Ubuntu and the Search for a Better Font

There are a few things about Ubuntu that I found lacking from the start. One of them was the lack of good fonts. Since I have to stare at the form I choose all day, I would like one that looks nice. In addition, there are some fonts that are well suited to normal application use, but that do not work on the CLI at all.

On the last point, this is a great guide on available monospace/fixed width fonts suitable for programmer's use, viz. in the CLI. It is OS independent and has links to download all the fonts mentioned, and samples of text in each one along with descriptions.

Regarding good looking fonts for GUI use, I will keep my preferences to myself. But, on how to get a variety of fonts to try:
sudo apt-get install gsfonts-x11 msttcorefonts
will give you lots of Microsoft fonts. Many look great. You have to give it to them, Microsoft does put millions of dollars into font design, and it shows. There are also lots of international options available, such as
sudo apt-get install xfonts-intl-arabic

You need to run this when you are done:
sudo fc-cache -f -v
Alternatively, you can restart X (usually mapped to CTRL+ALT+BACKSPACE).

Another good source in the repos:
deb http://www.elisanet.fi/mlind/ubuntu edgy fonts
deb-src http://www.elisanet.fi/mlind/ubuntu edgy fonts

Just add those 2 to the end of your /etc/apt/sources.list, then do sudo apt-get dist-upgrade. After that, run dpkg-reconfigure fontconfig-config again. Of course, update "edgy" to whatever release you are using.

This guide
does a great job explaining how to install fonts in Ubuntu by hand and with a handy program called kfontview, which lets you find and install fonts in the GUI.

Aside from these sources and methods, you can put any new TrueType fonts you get in /usr/share/fonts/truetype, and restart X.
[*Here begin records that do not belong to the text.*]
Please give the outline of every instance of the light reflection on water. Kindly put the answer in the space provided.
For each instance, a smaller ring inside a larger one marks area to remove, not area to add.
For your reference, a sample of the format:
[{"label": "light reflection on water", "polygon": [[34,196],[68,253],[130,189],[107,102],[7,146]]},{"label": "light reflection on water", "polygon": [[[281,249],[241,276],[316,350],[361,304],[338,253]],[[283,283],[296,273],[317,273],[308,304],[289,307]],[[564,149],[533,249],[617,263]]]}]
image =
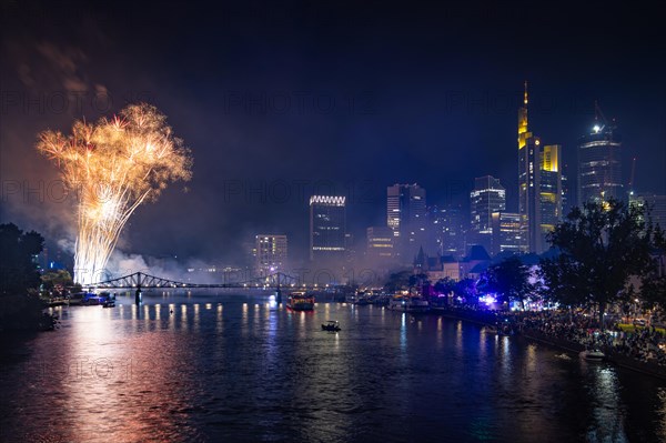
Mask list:
[{"label": "light reflection on water", "polygon": [[[437,315],[120,296],[3,345],[0,441],[658,441],[666,383]],[[339,320],[340,333],[321,330]],[[13,359],[13,360],[12,360]]]}]

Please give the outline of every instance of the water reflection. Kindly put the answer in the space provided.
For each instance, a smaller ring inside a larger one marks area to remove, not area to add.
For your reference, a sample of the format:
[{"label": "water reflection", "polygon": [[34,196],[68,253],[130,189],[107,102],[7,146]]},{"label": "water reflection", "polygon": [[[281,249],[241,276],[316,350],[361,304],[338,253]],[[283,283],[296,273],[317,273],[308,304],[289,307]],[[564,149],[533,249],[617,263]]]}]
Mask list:
[{"label": "water reflection", "polygon": [[246,294],[119,299],[62,309],[61,330],[2,366],[0,440],[666,437],[664,383],[475,324]]}]

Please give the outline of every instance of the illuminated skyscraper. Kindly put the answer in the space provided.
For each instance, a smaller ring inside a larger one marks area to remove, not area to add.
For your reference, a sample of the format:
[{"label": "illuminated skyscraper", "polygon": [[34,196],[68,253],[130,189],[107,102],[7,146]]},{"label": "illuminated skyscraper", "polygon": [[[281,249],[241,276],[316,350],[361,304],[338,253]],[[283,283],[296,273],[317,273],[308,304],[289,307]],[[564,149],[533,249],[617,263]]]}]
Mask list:
[{"label": "illuminated skyscraper", "polygon": [[[652,220],[653,225],[659,225],[666,230],[666,195],[653,193],[629,193],[629,205],[637,205],[648,209],[646,217]],[[647,222],[647,220],[645,220]]]},{"label": "illuminated skyscraper", "polygon": [[389,187],[386,225],[395,236],[397,254],[411,262],[426,241],[425,189],[416,183]]},{"label": "illuminated skyscraper", "polygon": [[470,193],[470,240],[491,252],[493,239],[493,212],[506,210],[506,190],[492,175],[474,179]]},{"label": "illuminated skyscraper", "polygon": [[[444,208],[433,205],[427,209],[428,250],[432,255],[465,255],[466,212],[462,205],[448,204]],[[425,245],[424,245],[425,246]]]},{"label": "illuminated skyscraper", "polygon": [[345,258],[345,198],[310,198],[310,260]]},{"label": "illuminated skyscraper", "polygon": [[622,182],[622,141],[614,124],[607,124],[596,107],[591,133],[578,143],[578,205],[588,201],[625,200]]},{"label": "illuminated skyscraper", "polygon": [[527,252],[523,215],[515,212],[493,212],[493,241],[491,254],[500,252]]},{"label": "illuminated skyscraper", "polygon": [[366,256],[371,260],[389,262],[394,258],[393,231],[389,226],[370,226],[366,231]]},{"label": "illuminated skyscraper", "polygon": [[286,270],[286,235],[255,235],[254,250],[255,271],[259,276]]},{"label": "illuminated skyscraper", "polygon": [[527,82],[518,109],[518,213],[529,252],[548,249],[546,235],[562,220],[562,147],[542,145],[527,125]]}]

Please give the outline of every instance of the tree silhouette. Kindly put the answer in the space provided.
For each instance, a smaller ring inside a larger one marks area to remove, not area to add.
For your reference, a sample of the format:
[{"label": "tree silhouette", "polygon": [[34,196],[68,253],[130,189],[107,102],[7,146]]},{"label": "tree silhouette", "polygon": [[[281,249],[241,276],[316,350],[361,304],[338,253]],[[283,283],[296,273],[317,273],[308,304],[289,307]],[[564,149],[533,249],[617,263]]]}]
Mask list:
[{"label": "tree silhouette", "polygon": [[574,208],[548,235],[559,253],[542,259],[547,294],[566,305],[598,306],[599,324],[609,303],[626,295],[632,275],[652,266],[652,226],[645,210],[617,200]]}]

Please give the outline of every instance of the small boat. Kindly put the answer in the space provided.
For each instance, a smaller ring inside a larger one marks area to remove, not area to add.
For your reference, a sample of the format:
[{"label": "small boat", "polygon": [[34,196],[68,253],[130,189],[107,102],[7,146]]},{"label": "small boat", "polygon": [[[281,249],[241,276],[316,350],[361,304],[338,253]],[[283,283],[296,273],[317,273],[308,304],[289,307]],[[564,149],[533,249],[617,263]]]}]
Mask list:
[{"label": "small boat", "polygon": [[286,306],[293,311],[313,311],[314,295],[305,292],[292,292],[286,300]]},{"label": "small boat", "polygon": [[601,362],[602,360],[604,360],[606,358],[606,354],[604,354],[598,349],[594,349],[594,350],[586,350],[586,351],[581,352],[581,358],[592,361],[592,362]]},{"label": "small boat", "polygon": [[491,334],[496,334],[500,331],[497,331],[497,326],[493,326],[492,324],[486,324],[484,326],[485,332],[491,333]]},{"label": "small boat", "polygon": [[571,356],[568,356],[567,354],[565,354],[564,352],[562,354],[555,354],[555,359],[559,359],[559,360],[572,360]]},{"label": "small boat", "polygon": [[394,295],[389,301],[389,306],[392,311],[410,312],[412,314],[418,314],[427,312],[430,304],[427,300],[422,296],[406,296],[406,295]]},{"label": "small boat", "polygon": [[335,320],[329,320],[326,323],[322,324],[322,331],[337,332],[340,331],[340,323]]}]

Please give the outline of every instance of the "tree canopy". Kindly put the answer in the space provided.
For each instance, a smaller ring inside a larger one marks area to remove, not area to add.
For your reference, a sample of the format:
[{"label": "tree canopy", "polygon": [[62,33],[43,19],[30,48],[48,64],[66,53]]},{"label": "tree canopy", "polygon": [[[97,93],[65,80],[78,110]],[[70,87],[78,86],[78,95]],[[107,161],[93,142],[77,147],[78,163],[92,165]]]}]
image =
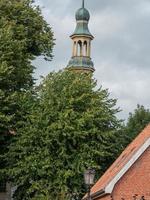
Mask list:
[{"label": "tree canopy", "polygon": [[52,58],[53,33],[31,0],[0,0],[0,134],[16,126],[20,94],[33,86],[32,60]]},{"label": "tree canopy", "polygon": [[126,142],[130,143],[150,123],[150,110],[137,105],[133,113],[129,113],[125,126]]},{"label": "tree canopy", "polygon": [[71,199],[84,192],[83,172],[98,176],[119,152],[116,100],[91,75],[50,73],[38,102],[6,156],[17,200]]},{"label": "tree canopy", "polygon": [[[0,154],[29,113],[32,61],[37,56],[52,59],[53,46],[51,27],[32,0],[0,0]],[[0,158],[0,169],[5,165]]]}]

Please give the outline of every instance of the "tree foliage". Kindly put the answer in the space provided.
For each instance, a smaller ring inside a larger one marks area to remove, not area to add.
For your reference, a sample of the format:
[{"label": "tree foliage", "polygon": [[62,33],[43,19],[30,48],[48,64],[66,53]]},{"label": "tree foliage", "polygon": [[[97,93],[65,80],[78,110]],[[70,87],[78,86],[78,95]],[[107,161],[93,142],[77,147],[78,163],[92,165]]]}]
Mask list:
[{"label": "tree foliage", "polygon": [[91,75],[50,73],[38,103],[6,156],[17,200],[71,199],[84,191],[83,172],[98,176],[119,152],[116,100]]},{"label": "tree foliage", "polygon": [[[32,0],[0,0],[0,154],[29,113],[32,61],[51,59],[53,45],[51,28]],[[0,158],[0,169],[5,164]]]},{"label": "tree foliage", "polygon": [[150,123],[150,110],[137,105],[133,113],[129,113],[125,126],[126,143],[130,143]]},{"label": "tree foliage", "polygon": [[52,58],[53,33],[31,0],[0,0],[0,13],[2,134],[16,127],[20,95],[33,85],[31,61],[41,55]]}]

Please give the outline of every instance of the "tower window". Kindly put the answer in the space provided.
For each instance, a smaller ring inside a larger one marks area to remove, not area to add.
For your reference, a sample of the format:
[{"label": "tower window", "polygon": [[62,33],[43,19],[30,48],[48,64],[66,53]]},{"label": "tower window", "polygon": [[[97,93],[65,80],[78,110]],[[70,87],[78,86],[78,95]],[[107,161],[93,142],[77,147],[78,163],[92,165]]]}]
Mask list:
[{"label": "tower window", "polygon": [[88,56],[88,55],[87,55],[87,41],[84,41],[84,45],[83,45],[83,56]]},{"label": "tower window", "polygon": [[82,42],[81,42],[81,40],[78,41],[77,55],[82,56]]},{"label": "tower window", "polygon": [[6,192],[6,181],[0,181],[0,192]]}]

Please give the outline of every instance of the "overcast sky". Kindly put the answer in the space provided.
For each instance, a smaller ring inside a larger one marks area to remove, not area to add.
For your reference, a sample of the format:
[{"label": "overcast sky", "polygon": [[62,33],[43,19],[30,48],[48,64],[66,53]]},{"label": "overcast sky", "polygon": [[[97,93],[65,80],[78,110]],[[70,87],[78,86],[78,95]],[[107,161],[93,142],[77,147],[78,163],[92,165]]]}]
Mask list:
[{"label": "overcast sky", "polygon": [[[81,0],[35,0],[56,38],[52,62],[35,62],[36,78],[66,67],[72,52],[69,36]],[[90,11],[95,78],[117,98],[126,118],[137,104],[150,108],[150,0],[85,0]]]}]

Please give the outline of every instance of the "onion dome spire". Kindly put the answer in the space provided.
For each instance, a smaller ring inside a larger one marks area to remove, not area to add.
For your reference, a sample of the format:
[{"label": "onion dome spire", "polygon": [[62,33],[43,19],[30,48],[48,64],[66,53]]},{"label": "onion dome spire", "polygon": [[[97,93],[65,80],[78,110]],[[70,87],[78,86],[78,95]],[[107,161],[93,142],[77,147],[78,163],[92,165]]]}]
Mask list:
[{"label": "onion dome spire", "polygon": [[75,18],[76,28],[70,36],[73,40],[73,53],[67,67],[72,70],[94,72],[94,64],[91,60],[91,41],[94,37],[88,28],[90,13],[85,8],[84,0],[82,0],[82,7],[76,12]]}]

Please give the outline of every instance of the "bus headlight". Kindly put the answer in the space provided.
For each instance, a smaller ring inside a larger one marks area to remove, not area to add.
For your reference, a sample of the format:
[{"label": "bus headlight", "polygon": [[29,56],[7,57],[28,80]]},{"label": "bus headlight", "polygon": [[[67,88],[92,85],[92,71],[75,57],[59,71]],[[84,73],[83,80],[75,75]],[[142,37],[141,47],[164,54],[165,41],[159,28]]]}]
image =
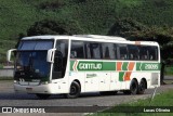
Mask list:
[{"label": "bus headlight", "polygon": [[49,81],[42,81],[42,82],[40,82],[40,85],[48,85],[48,83],[50,83]]},{"label": "bus headlight", "polygon": [[17,85],[18,85],[18,81],[17,81],[17,80],[14,80],[14,83],[17,83]]}]

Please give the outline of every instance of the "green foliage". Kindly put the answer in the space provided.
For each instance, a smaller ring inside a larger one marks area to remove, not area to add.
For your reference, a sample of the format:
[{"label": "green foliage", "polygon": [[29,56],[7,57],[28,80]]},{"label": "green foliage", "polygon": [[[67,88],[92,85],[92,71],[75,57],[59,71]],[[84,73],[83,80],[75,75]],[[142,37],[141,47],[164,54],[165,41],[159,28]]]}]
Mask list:
[{"label": "green foliage", "polygon": [[132,18],[117,20],[107,35],[129,38],[133,33],[144,31],[146,26]]},{"label": "green foliage", "polygon": [[82,34],[82,28],[75,21],[49,21],[36,22],[28,30],[27,36],[36,35],[77,35]]},{"label": "green foliage", "polygon": [[[15,47],[18,34],[27,36],[31,25],[34,26],[36,23],[44,20],[55,21],[58,26],[62,24],[63,26],[61,25],[59,28],[72,31],[71,34],[106,35],[115,22],[118,22],[120,18],[131,18],[131,24],[134,21],[138,22],[138,24],[135,22],[136,26],[125,24],[125,28],[131,29],[131,29],[133,33],[130,31],[129,34],[127,31],[125,37],[130,36],[130,39],[135,39],[136,36],[146,36],[145,39],[147,37],[154,37],[152,39],[155,39],[158,37],[172,38],[172,29],[156,29],[165,25],[167,28],[171,28],[173,26],[172,13],[172,0],[1,0],[0,60],[4,61],[6,50]],[[74,33],[76,25],[82,33]],[[150,36],[152,30],[145,29],[144,25],[149,27],[156,26],[154,33],[155,30],[159,31],[157,33],[159,35]],[[136,31],[136,27],[144,30]],[[44,33],[56,34],[54,29],[48,28],[45,26],[42,29]],[[120,33],[123,35],[123,31]],[[167,46],[163,48],[167,48]]]}]

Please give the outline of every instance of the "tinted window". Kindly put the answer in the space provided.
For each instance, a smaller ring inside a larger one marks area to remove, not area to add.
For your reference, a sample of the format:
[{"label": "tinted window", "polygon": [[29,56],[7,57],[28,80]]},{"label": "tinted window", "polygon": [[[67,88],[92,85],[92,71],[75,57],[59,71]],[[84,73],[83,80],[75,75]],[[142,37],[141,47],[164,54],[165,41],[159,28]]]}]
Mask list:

Another way to increase your eye candy variable is:
sudo dpkg-reconfigure fontconfig-config
Once this runs, select Autohinter, Always, No to the questions.
This turns on neat features to emulate Mac OSX font rendering. It will make you eyes happy. Highly recommended. When you finish running the reconfigure, be sure to restart X. One note: When I made this change, everything else worked fine, except for my System Monitor applet on the Gnome Panel. I had to change its width to 35 pixels to display full height. I found this rather odd, and you may not experience the problem.

Thanks to Master Ian for mad tips.

Monday, February 26, 2007

Handy *nix Commands, Part 1: Finding Processes

On countless occasions, I have needed to find the PID of a process, in order to watch it or, more often, to kill it. For quite some time, I would simply run "ps ax | grep" followed by part of the process' name that I wanted to find. (Side note: it helps to also add " | grep -v grep" to this to eliminate the grep itself from the results.)

This works, but it is slow to use. I had to read through the results of ps to get the PID, when that is often all I wanted. One could use awk to grab just the PID column, but there are faster solutions:
  • pgrep (man) - Looks up processes based on options and displays matching PID. Helpful options are -f, finds text match of process name, -o finds oldest matching process.
  • pidof (man) - finds PID of a matching program name.
In both cases, you just pass the command the name (or part of it) of the process you want to find, and you get all matches. You can use pkill, or pipe to kill, to initiate the demise of the process once you find it.